Elsevier

Pattern Recognition

Volume 42, Issue 7, July 2009, Pages 1237-1247
Pattern Recognition

Gaussian kernel optimization for pattern classification

https://doi.org/10.1016/j.patcog.2008.11.024Get rights and content

Abstract

This paper presents a novel algorithm to optimize the Gaussian kernel for pattern classification tasks, where it is desirable to have well-separated samples in the kernel feature space. We propose to optimize the Gaussian kernel parameters by maximizing a classical class separability criterion, and the problem is solved through a quasi-Newton algorithm by making use of a recently proposed decomposition of the objective criterion. The proposed method is evaluated on five data sets with two kernel-based learning algorithms. The experimental results indicate that it achieves the best overall classification performance, compared with three competing solutions. In particular, the proposed method provides a valuable kernel optimization solution in the severe small sample size scenario.

Introduction

The kernel machine technique has been widely used to tackle complicated classification problems [1], [2], [3], [4], [5] by a nonlinear mapping from the original input space to a kernel feature space. Although in general the dimensionality of the kernel feature space could be arbitrarily large or even infinite, which makes direct analysis in this space very difficult, the nonlinear mapping can be specified implicitly by replacing the dot products in the kernel feature space with a kernel function defined in the original input space. Therefore, the key task of a kernel-based solution is to generalize the linear representation in the form of dot products. Existing kernel-based algorithms include the kernel principal component analysis (KPCA) [6], generalized discriminant analysis (GDA) [7] and kernel direct discriminant analysis (KDDA) [8]. In kernel-based learning algorithms, choosing an appropriate kernel, which is a model selection problem [4], is crucial to ensure good performance since the geometrical structure of the mapped samples is determined by the selected kernel and its parameters. Thus, this paper focuses on kernel optimization for pattern classification in a supervised setting, where labeled data are available for training.
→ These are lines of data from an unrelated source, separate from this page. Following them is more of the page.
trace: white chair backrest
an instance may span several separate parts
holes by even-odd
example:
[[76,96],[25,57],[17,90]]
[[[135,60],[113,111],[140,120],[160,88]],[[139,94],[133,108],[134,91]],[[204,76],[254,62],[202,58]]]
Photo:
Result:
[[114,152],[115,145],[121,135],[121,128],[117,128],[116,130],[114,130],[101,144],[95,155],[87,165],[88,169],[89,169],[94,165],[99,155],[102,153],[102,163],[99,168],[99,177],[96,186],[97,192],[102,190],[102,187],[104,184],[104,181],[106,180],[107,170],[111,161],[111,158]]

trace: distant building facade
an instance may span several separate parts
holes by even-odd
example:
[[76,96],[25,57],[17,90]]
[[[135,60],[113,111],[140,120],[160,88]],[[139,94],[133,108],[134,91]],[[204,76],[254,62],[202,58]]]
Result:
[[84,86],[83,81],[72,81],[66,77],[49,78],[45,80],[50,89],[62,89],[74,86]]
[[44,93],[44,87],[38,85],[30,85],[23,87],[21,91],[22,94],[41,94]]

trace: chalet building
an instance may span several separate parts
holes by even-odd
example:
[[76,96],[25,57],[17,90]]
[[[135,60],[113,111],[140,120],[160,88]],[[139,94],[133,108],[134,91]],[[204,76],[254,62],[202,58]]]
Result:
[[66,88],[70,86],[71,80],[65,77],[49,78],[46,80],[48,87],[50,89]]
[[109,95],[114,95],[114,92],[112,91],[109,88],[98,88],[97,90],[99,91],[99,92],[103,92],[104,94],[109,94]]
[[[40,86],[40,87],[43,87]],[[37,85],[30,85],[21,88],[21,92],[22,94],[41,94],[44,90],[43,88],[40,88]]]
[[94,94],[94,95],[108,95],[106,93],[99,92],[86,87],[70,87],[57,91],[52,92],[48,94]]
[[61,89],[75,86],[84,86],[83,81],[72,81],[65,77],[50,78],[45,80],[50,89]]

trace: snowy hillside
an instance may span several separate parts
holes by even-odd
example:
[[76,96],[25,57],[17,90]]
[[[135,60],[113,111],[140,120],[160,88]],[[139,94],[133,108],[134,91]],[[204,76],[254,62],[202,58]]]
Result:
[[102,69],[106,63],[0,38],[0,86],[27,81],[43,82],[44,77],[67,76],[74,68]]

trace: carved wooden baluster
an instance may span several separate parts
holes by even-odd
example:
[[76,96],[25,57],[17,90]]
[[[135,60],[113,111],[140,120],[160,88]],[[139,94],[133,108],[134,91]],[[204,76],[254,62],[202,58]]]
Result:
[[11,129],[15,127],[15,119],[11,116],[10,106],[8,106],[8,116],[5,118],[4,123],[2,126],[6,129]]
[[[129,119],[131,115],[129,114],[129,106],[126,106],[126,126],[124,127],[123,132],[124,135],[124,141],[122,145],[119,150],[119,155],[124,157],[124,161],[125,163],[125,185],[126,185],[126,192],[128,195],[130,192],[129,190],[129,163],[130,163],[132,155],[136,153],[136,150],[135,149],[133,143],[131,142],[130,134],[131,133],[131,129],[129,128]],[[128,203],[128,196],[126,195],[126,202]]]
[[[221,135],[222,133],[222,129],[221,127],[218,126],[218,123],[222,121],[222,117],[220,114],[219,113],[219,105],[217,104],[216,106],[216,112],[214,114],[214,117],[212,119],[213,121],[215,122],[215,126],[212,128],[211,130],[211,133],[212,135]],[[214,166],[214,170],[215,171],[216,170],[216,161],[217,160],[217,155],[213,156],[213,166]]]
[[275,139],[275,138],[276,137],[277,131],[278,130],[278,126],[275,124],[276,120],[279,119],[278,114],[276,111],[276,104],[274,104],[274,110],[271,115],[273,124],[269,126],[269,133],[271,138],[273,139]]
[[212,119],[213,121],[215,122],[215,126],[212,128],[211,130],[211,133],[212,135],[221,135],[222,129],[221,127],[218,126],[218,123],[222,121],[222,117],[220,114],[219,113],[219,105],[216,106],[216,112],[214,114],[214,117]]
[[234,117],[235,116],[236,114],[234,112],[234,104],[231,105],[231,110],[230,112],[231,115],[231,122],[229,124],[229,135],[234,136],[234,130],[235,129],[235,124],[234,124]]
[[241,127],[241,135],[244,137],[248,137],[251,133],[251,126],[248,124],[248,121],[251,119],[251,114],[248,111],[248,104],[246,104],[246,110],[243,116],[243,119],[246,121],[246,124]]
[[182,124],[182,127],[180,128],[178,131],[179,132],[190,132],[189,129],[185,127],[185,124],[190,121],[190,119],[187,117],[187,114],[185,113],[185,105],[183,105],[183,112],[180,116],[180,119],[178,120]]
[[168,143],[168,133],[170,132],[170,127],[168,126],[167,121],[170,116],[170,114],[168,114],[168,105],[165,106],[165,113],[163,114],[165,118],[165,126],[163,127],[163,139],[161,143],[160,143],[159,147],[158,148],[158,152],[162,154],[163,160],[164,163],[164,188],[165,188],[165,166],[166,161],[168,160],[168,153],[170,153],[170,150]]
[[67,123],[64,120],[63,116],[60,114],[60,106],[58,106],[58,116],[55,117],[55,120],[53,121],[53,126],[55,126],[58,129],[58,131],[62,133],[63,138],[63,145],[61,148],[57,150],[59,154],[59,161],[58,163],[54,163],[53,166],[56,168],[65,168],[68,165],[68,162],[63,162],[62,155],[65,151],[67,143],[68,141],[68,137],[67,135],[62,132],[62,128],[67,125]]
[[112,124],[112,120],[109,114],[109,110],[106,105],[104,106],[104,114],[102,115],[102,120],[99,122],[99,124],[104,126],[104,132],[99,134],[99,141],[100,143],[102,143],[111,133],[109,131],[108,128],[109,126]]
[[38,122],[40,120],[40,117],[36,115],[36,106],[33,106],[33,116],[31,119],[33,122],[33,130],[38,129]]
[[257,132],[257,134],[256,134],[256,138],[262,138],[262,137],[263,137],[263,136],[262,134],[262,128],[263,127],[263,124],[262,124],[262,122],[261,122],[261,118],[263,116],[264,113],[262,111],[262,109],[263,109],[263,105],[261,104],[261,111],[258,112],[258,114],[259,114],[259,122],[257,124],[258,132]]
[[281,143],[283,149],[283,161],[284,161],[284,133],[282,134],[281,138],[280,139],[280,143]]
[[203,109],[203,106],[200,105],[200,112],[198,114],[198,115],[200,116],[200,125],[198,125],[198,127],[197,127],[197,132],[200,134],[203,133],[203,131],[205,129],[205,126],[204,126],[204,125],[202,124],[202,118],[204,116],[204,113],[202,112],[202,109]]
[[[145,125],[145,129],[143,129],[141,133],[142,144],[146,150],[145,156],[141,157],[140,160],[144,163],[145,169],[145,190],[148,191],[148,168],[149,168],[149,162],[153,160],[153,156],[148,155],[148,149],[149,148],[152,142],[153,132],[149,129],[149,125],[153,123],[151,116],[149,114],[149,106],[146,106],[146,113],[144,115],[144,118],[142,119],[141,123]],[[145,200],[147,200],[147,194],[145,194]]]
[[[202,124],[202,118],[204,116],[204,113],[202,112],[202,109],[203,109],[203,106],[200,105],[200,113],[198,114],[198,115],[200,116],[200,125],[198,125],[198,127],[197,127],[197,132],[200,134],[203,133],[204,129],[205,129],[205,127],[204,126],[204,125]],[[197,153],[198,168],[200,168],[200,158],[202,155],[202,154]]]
For classification purposes, it is often anticipated that the linear separability of the mapped samples is enhanced in the kernel feature space so that applying traditional linear algorithms in this space could result in better performance compared to those obtained in the original input space. However, this is not always the case [9]. If an inappropriate kernel is selected, the classification performance of kernel-based methods can be even worse than that of their linear counterparts. Therefore, selecting a proper kernel with good class separability plays a significant role in kernel-based classification algorithms.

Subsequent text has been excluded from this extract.